Tradition am Jahresende Besuch der kleinen Könige
Tradition am Jahresende Besuch der kleinen Könige
Tradition zum Jahresende – Besuch der Sternsinger
Sternsingerinnen und Sternsinger aus den verschiedenen Meerbuscher Kirchengemeinden waren in dieser Woche bei Bürgermeister Christian Bommers zu Gast.
20. Dezember 2025
Die Aktion Dreikönigssingen 2026 steht unter dem neuen Motto: „Schule statt Fabrik – Sternsingen gegen Kinderarbeit“. Im Fokus steht dieses Jahr Bangladesch, wo Millionen Kinder gefährlichen Arbeitsbedingungen ausgesetzt sind. Die von der Caritas Deutschland unterstützte Initiative will Aufklärung betreiben und Spenden sammeln, um weltweit gegen Kinderarbeit vorzugehen.
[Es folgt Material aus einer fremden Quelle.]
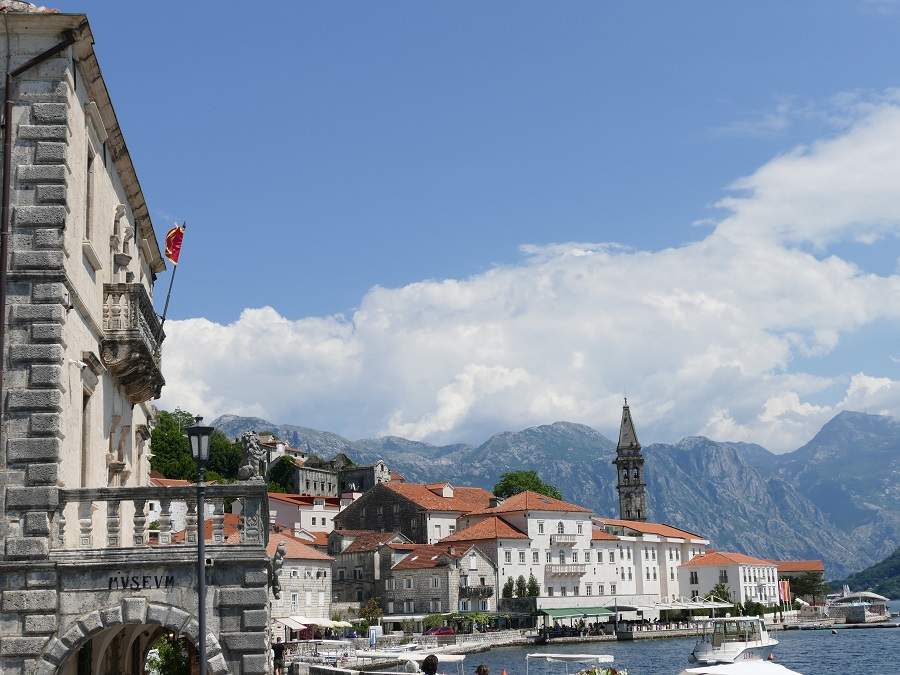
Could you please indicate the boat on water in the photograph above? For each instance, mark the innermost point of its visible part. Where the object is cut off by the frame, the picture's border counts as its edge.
(742, 668)
(733, 639)
(574, 664)
(858, 607)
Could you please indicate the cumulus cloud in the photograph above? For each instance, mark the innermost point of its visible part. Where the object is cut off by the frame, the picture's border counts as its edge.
(705, 337)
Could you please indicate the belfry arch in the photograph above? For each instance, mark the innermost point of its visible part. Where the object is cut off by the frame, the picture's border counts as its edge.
(116, 639)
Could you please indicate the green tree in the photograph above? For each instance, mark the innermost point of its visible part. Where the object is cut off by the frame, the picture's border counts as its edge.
(281, 475)
(371, 611)
(521, 587)
(173, 657)
(513, 482)
(171, 451)
(719, 592)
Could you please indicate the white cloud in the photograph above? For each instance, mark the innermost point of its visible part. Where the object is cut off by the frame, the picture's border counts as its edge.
(704, 337)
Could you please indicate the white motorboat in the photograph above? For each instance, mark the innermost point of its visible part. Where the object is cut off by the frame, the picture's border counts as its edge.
(733, 639)
(595, 663)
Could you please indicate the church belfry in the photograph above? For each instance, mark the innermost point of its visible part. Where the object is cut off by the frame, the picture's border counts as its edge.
(630, 471)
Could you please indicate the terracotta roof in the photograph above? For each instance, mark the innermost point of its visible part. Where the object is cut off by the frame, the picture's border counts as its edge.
(427, 556)
(169, 482)
(489, 528)
(464, 499)
(532, 501)
(296, 548)
(229, 528)
(716, 558)
(660, 529)
(599, 534)
(369, 541)
(800, 565)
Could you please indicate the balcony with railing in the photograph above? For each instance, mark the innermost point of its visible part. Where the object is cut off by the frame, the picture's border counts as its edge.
(132, 337)
(476, 592)
(557, 539)
(564, 569)
(111, 522)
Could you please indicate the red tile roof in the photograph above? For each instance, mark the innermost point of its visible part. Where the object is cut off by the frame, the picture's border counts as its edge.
(464, 499)
(599, 534)
(800, 565)
(427, 556)
(489, 528)
(532, 501)
(296, 548)
(717, 558)
(660, 529)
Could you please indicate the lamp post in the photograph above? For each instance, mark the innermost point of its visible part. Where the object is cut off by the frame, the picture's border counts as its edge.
(199, 437)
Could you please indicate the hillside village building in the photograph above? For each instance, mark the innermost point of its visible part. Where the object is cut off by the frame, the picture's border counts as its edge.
(82, 590)
(746, 577)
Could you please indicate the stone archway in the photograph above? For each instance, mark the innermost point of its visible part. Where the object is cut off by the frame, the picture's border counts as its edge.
(133, 611)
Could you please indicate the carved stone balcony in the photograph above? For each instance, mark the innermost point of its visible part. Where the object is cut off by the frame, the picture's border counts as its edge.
(570, 569)
(130, 348)
(476, 592)
(123, 516)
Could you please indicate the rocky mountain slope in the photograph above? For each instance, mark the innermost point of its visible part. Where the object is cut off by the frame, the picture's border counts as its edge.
(836, 498)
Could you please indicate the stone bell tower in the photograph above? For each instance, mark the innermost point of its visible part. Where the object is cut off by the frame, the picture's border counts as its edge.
(630, 471)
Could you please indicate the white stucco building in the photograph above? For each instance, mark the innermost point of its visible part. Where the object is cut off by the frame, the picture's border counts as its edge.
(746, 577)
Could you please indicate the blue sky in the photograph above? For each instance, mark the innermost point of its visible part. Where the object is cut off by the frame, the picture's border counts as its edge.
(318, 150)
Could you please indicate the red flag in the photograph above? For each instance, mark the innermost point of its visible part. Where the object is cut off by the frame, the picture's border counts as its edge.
(174, 238)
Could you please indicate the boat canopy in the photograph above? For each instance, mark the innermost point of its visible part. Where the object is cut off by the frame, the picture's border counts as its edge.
(742, 668)
(588, 658)
(575, 612)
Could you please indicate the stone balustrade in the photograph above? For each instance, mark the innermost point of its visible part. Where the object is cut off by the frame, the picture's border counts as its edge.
(132, 337)
(117, 517)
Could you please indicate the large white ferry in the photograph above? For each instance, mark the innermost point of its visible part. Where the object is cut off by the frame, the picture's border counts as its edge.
(733, 639)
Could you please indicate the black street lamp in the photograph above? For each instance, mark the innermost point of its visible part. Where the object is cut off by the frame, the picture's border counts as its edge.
(199, 437)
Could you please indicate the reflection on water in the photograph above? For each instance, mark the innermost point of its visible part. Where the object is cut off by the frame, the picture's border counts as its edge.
(874, 652)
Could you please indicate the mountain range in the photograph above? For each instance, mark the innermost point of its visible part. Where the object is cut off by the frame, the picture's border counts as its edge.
(836, 498)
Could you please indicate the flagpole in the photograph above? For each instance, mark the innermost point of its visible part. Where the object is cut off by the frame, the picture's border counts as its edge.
(162, 321)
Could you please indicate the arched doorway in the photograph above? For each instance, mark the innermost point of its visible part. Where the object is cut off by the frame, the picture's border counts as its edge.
(115, 640)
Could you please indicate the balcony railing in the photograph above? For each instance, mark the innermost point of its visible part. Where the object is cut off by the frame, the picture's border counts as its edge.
(132, 339)
(122, 512)
(565, 569)
(563, 538)
(476, 592)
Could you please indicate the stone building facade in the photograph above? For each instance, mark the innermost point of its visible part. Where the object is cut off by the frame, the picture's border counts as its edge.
(82, 592)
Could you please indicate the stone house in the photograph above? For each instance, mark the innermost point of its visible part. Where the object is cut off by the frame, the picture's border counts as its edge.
(436, 579)
(82, 590)
(423, 513)
(306, 584)
(362, 561)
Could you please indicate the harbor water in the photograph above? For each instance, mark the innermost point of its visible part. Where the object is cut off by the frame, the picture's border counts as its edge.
(873, 651)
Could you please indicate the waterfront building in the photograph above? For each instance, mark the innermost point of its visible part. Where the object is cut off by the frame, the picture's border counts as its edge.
(425, 514)
(436, 579)
(746, 577)
(362, 560)
(306, 584)
(83, 591)
(629, 463)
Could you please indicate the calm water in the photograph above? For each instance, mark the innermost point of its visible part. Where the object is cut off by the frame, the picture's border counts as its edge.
(873, 651)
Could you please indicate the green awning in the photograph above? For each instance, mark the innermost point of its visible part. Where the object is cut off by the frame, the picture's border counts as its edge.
(575, 612)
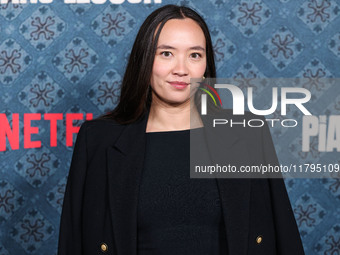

Die Aktion Dreikönigssingen ist das größte Kinderhilfsprojekt der Welt und existiert seit den 1950er-Jahren. Jedes Jahr im Januar ziehen rund 300.000 junge Freiwillige aus den 27 deutschen Diözesen an Heilig Dreikönig durch die Straßen. In bunten Gewändern singen sie Lieder, sammeln Spenden und unterstützen damit benachteiligte Kinder in ärmeren Regionen.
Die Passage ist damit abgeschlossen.